Image Transfer Grade: B
Audio Transfer Review: Remastered into Dolby Digital 5.1, Philip Glass' eternally classic musical score sounds better than ever. Considering the score is an enormous percent of the film's impact, this upgrade not only allows further immersion into the movie, but also marks a considerable change in the technical dynamics. The end result is a soundtrack very auditorium-like, where the acoustics, especially the surround speakers, are designed to fill in ambience gaps. The few, sparse sound effects the film does get a bit of enhanced treatment as well, but that's pretty limited. The remaster does help, though, to energize an already superb soundtrack.
Audio Transfer Grade: A-
Disc ExtrasStatic menu
Scene Access with 16 cues and remote access
Subtitles/Captions in English with remote access
1 Original Trailer(s)
2 Other Trailer(s) featuring Powaqqatsi, Naqoyqatsi
- Interview with Godfrey Reggio and Philip Glass
Normally trailers aren't that big a deal on DVDs, but in this case, fans of Godfrey Reggio will probably go immediately to the trailer for the upcoming Naqoyqatsi, the final element of the "Qatsi" trilogy, which we have been patiently awaiting all these years. Exactly how wide its theatrical distribution will be remains to be seen. The original trailers for Koyaanisqatsi and Powaqqatsi are also present, but in quite aged and damaged condition.

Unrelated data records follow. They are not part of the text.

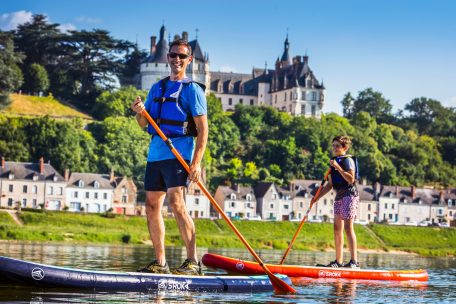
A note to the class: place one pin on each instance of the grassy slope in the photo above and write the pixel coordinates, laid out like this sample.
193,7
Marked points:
91,228
26,105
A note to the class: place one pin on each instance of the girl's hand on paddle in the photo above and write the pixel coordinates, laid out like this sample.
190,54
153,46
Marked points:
137,105
335,165
195,173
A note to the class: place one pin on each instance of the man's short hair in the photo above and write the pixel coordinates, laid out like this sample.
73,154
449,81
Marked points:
182,42
345,141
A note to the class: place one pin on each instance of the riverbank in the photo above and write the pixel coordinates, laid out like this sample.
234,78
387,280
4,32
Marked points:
109,229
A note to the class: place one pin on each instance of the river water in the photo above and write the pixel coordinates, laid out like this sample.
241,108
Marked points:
441,287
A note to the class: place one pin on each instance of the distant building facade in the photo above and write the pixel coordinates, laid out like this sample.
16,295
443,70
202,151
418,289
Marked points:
290,87
31,185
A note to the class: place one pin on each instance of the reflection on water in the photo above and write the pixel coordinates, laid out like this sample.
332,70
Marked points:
439,289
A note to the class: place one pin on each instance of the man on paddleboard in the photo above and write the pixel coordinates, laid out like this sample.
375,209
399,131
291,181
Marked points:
178,105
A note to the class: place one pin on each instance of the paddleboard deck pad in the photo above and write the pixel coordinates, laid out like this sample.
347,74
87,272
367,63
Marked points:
236,266
19,272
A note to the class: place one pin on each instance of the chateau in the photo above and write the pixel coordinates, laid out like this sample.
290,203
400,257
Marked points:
290,87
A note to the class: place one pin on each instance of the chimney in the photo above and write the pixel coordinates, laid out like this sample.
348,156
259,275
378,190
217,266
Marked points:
441,199
111,176
153,40
413,190
305,59
41,165
185,36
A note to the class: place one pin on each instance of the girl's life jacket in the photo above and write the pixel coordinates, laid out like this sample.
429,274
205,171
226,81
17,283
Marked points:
339,183
167,110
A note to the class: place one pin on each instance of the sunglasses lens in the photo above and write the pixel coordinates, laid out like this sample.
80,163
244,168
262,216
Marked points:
181,56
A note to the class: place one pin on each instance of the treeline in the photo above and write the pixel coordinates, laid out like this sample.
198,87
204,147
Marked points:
76,66
414,146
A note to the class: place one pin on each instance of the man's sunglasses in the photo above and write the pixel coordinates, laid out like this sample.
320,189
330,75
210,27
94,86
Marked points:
181,56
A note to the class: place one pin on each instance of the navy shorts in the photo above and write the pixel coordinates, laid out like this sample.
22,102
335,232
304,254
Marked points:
164,174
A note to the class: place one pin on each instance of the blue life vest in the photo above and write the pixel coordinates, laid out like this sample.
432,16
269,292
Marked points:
168,113
338,181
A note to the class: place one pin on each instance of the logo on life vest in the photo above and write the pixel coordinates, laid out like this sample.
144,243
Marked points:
328,274
170,284
37,273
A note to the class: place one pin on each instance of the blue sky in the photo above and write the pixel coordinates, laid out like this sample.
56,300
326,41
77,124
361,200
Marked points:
404,49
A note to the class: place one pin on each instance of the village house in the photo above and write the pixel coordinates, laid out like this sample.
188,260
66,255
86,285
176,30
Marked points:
31,185
236,202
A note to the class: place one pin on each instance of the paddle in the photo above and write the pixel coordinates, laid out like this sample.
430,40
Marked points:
312,202
280,286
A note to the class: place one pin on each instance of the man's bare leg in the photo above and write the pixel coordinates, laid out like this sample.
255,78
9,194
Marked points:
154,204
184,220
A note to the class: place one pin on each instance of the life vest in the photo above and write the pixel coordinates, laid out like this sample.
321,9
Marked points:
337,180
167,111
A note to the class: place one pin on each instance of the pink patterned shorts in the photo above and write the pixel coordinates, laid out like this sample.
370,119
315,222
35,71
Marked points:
346,207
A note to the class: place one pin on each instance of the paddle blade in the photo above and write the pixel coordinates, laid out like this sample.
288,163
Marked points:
280,287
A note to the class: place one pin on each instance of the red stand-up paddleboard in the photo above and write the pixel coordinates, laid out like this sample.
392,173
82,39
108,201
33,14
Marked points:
237,266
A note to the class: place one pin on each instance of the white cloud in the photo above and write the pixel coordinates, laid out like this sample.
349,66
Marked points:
67,27
90,20
12,20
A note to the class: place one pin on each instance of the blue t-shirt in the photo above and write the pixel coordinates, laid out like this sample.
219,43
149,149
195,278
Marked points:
193,101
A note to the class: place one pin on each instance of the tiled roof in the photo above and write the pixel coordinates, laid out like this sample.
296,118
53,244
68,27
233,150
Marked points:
240,192
89,180
29,170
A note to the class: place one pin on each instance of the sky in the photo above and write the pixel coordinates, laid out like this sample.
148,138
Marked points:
403,49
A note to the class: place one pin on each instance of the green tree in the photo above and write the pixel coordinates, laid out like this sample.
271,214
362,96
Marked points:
10,75
373,103
38,40
37,79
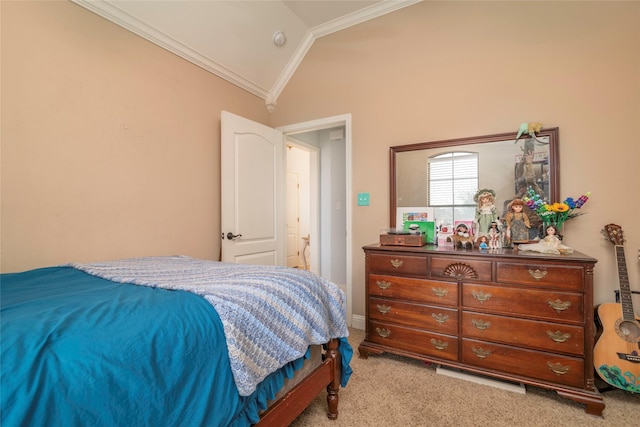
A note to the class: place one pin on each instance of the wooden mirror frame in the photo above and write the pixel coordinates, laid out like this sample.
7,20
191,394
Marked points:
465,143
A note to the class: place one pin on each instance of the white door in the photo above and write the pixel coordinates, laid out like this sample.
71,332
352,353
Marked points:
293,219
253,192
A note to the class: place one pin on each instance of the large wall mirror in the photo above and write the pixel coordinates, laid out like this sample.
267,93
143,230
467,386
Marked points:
446,174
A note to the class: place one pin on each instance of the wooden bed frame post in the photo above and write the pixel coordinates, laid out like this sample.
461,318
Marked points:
334,385
327,375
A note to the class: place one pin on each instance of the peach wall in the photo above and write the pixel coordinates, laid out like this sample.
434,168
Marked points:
441,70
110,144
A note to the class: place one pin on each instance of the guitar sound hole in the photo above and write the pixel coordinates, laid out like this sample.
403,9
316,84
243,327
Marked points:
628,330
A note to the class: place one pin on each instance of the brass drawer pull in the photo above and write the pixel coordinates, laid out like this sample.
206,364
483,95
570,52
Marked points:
480,353
481,296
558,368
384,309
439,292
558,305
481,324
537,274
558,336
384,333
397,263
439,344
383,284
440,318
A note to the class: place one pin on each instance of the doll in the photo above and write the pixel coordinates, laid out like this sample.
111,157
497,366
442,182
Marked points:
493,236
461,238
517,223
486,211
483,243
550,244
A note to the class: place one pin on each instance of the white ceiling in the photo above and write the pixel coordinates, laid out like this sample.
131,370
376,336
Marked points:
234,38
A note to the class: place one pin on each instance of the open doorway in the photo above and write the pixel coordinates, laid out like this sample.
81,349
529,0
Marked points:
324,196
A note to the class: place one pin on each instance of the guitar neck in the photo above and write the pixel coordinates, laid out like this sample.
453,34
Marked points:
625,289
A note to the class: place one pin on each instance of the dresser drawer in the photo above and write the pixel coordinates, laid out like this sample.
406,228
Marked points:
396,264
536,365
546,336
436,319
542,304
417,290
541,275
413,340
467,269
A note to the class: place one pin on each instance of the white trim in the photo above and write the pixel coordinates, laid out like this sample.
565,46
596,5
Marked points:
325,123
109,11
129,22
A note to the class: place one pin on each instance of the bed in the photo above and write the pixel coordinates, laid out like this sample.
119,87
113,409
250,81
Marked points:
169,341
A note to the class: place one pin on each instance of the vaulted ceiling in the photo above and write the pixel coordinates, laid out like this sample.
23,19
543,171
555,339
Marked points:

Some purists might dislike MGM's decision to change the cover art from the traditional plain black into a more colorful one (a frame from the film in which the moon rises against a skyscraper) but I actually liked it. The back cover features a clever montage of shots from the film and the new look gives a better impression of the actual content of the movie than the rather monolithic appearance of the previous VHS and Laserdisc editions.
Extras Grade: B
Final CommentsKoyaanisqatsi begins and ends with the same image: cave paintings of enigmatic figures by ancient Americans. Ever since I first saw this film in the late 1980s, those figures seem to possess a silent something that makes them intuitively more impressive than all the sights of cityscapes and modern industry featured in the movie. As prophetic now as it was back then, Koyaanisqatsi, the first in the 'Qatsi' trilogy, is a timeless work, despite some of its moderately dated footage. Where does technology end and where do we, as people, begin? Part of the answer could be here, somewhere.